In all three countries, the aflatoxin exposure threshold (0.017 ng/kg/day) was surpassed more than 14 times (
Table 2,
Table 4 and
Table 6). Among all types of cancer, HCC is the fourth most common in SSA, with aflatoxins contributing to 10% of these cancers [
63]. This estimate is possibly conservative as HBV is considered to contribute to 70% of HCC and may not have been combined with aflatoxin exposure but considered independently. It is imperative that aflatoxin exposure is considered as a high priority for intervention in SSA countries for public health, food, nutrition, and income security in the sub-region. There are several technologies and practices available for aflatoxin management in these crops [
64,
65,
66]. Effective technical, institutional, and policy options need to be converged to reduce the incidence of aflatoxins in these countries to protect populations and enhance international trade. Grain samples in this study were collected in three different years—2010, 2017, and 2019. Whereas there would be variations in the Sahelian environmental conditions across these years in these countries, the data collected also presents a persistent aflatoxin contamination problem in these crops regardless of the sampling year. Although not reported in the current study, the samples were also used to characterize the aflatoxin-producing fungal communities associated with these crops.
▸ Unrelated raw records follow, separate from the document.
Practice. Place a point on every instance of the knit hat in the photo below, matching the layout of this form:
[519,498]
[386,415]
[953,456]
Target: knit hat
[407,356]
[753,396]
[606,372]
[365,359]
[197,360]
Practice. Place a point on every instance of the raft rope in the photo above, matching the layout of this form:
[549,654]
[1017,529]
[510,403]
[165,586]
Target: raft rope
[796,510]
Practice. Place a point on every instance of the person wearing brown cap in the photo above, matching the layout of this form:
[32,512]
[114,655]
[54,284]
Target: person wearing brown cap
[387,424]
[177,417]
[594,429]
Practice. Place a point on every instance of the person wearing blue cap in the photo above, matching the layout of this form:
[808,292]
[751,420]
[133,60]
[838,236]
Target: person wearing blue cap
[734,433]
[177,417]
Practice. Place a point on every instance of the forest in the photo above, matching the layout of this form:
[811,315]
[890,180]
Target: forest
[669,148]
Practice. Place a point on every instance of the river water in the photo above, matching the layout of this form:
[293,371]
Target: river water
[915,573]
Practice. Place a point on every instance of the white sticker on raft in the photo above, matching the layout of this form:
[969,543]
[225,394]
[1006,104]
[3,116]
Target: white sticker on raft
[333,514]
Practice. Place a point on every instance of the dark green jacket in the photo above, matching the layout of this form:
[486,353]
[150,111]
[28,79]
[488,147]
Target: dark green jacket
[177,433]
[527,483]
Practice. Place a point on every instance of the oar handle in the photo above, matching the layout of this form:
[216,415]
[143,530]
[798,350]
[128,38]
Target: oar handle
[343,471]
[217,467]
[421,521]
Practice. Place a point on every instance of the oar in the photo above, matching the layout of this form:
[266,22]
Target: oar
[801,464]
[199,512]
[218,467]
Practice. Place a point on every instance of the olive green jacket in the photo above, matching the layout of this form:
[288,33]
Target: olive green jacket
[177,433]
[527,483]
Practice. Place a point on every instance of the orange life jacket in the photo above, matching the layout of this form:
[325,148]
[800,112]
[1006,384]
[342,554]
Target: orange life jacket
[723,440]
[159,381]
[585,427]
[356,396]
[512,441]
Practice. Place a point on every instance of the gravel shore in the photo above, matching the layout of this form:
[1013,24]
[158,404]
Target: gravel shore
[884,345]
There were a large number of atoxigenic isolates of
A. flavus identified, and these could be used as biocontrol agents to limit aflatoxin contamination (unpublished). Some atoxigenic isolates from Burkina Faso have been characterized, and the type of lesions in the aflatoxin biosynthesis gene cluster causing loss of aflatoxin-production ability have been described [
67]. Currently, atoxigenic isolates of
A. flavus used as active ingredients of aflatoxin biocontrol products in SSA successfully reduce aflatoxin contamination when used at the pre-harvest stage [
25,
68]. Such strategy used at scale could help reduce aflatoxin levels and exposure in Burkina Faso, Mali, and Niger and would contribute to economic growth through trade in domestic and international aflatoxin-conscious markets. The results presented in this study reflect the prevalence of aflatoxins in raw samples collected at those locations and times. There is often variability in aflatoxin contamination across seasons and locations. Regular up-to-date monitoring is important for current risk assessments and for guidance to policy makers towards the institution of risk management systems pre-harvest and post-harvest.